On 29/05/12 22:50, Russell Coker wrote:
Disks are getting bigger all the time. Nowadays it would be silly to consider purchasing a disk for a desktop system that's less than 2TB in size and
Except that for anything I'm building now I'll want an SSD, even desktops. I have three servers which still use spinning boot disks (two with clients use RAID1, one personal one doesn't), and one with an SSD (Debian k/FreeBSD ZFS NAS, SSD also used for ZIL/L2ARC). My two T410's use SSD's, and even my MacBook uses a Seagate Hybrid drive. My desktop is also SSD boot. Two of the servers date from 2009, one from 2007, I didn't become comfortable with SSD's until the 2010 election (which is when I installed the SSD currently in my laptop, which according to SMART still has 38% of life left) I still don't use huge root filesystems, although on new ones I'd use 20GB, my laptop has a 15GB root and that's starting to get tight, although I keep all sorts of random packages installed.

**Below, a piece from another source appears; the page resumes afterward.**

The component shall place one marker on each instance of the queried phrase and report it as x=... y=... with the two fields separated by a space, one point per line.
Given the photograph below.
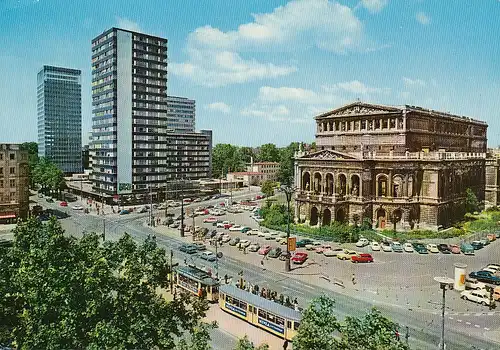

The thing about the debugging symbol table is that you never know when you will need it. Having it always there seems to have no cost that matters but it can provide significant benefits. So why ship a program or shared object that's stripped?
Ubuntu at least does this by storing all symbols for all relevent package versions "in the cloud" so you can use when needed. I think Debian were planning to deploy this as well, but I've no idea if that happened.